Всякому известно, какие они, херувимы: головка да крылышки, вот и все существо ихнее. Так и во всех церквах написаны.

И приснился бабушке сон: херувимы у ней в комнате летают. Крыльями полощут по-ласточьи, под самым потолком трепыхаются. Прочитала им бабушка Херувимскую и всякую молитву про херувимов вспомнила – прочитала, – а они все под потолком трепыхаются.

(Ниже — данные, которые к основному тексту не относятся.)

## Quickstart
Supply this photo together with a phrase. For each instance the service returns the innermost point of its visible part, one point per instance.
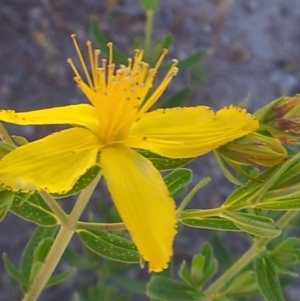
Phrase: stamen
(96, 64)
(70, 62)
(83, 64)
(91, 57)
(110, 57)
(129, 63)
(162, 56)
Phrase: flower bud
(254, 148)
(281, 118)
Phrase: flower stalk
(60, 243)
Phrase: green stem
(4, 135)
(60, 243)
(56, 209)
(148, 33)
(191, 194)
(100, 226)
(258, 246)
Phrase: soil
(253, 51)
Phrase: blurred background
(252, 51)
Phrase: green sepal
(163, 163)
(267, 279)
(109, 245)
(253, 224)
(23, 207)
(81, 183)
(178, 179)
(162, 288)
(212, 223)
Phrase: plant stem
(60, 243)
(258, 246)
(53, 205)
(148, 33)
(4, 135)
(100, 226)
(190, 195)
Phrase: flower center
(120, 96)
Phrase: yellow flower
(107, 132)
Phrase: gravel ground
(253, 51)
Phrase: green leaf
(35, 270)
(267, 279)
(20, 140)
(213, 223)
(133, 285)
(110, 246)
(7, 146)
(6, 199)
(177, 99)
(42, 250)
(211, 265)
(243, 284)
(222, 255)
(185, 274)
(27, 259)
(60, 277)
(12, 270)
(281, 204)
(33, 213)
(253, 224)
(198, 263)
(178, 179)
(163, 163)
(81, 183)
(102, 41)
(149, 5)
(162, 288)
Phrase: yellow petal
(189, 132)
(143, 201)
(80, 114)
(53, 163)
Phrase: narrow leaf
(12, 270)
(267, 279)
(253, 224)
(27, 257)
(110, 246)
(33, 213)
(163, 163)
(213, 223)
(81, 183)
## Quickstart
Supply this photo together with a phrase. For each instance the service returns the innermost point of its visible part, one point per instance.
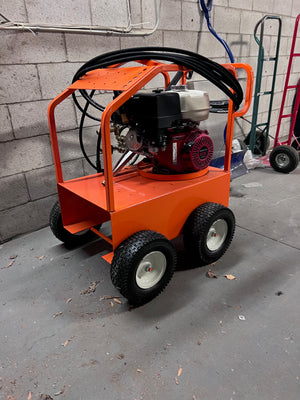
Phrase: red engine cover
(187, 151)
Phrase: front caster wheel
(142, 266)
(62, 234)
(208, 232)
(284, 159)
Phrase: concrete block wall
(35, 68)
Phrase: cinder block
(209, 46)
(221, 3)
(156, 39)
(283, 8)
(13, 191)
(21, 83)
(55, 78)
(181, 40)
(30, 119)
(25, 218)
(266, 5)
(59, 12)
(248, 21)
(295, 8)
(136, 12)
(227, 20)
(24, 155)
(239, 45)
(170, 15)
(148, 14)
(84, 47)
(254, 48)
(241, 4)
(42, 182)
(6, 132)
(110, 13)
(24, 47)
(14, 10)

Так стало жалко бабушке херувимов. И говорит – какому поближе:

– Да ты бы, батюшка, присел бы, отдохнул. Уморился, поди, летать-то.

А херувим сверху ей, жа-алостно:

– И рад бы, бабушка, посидеть, да не на чем!

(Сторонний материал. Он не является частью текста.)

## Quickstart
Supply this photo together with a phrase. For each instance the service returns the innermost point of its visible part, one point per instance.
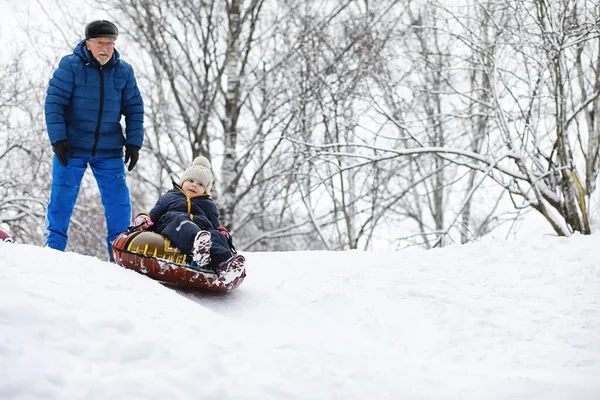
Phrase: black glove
(131, 152)
(61, 148)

И верно: головка да крылышки – все существо ихнее. Такая уж их судьба херувимская: сесть нельзя.

В нелепом сне над старой бабкой Россией трепыхаются херувимы. Уж умотались крылышки, глянут вниз: посидеть бы. А внизу страшно: штыки – и взираются херувимы вверх со всего маху.

– Упразднить законы – вопче.

Уж под самым потолком трепыхаются, уж некуда дальше, а надо: такая их должность херувимская – трепыхай дальше:

– Рубить головы гильотиной.

– Ой, батюшка херувим, отдохнул бы, присел…

– Я рад бы, бабка, да никак нельзя…

И не нынче-завтра встрепыхнет херувим дальше:

– Пытать на дыбе. Сечь кнутом. Рвать ноздри.

Жалко херувимов, такая их судьба несчастная: в нелепом сне трепыхаться без отдыху, потолок головой прошибать, покуда не отмотают себе крылышки, не загремят вниз торчмя головой.

А внизу – штыки.

1917

Огненное А

Которые мальчики очень умные – тем книжки дарят. Мальчик Вовочка был очень умный – и подарили ему книжку: про марсиан.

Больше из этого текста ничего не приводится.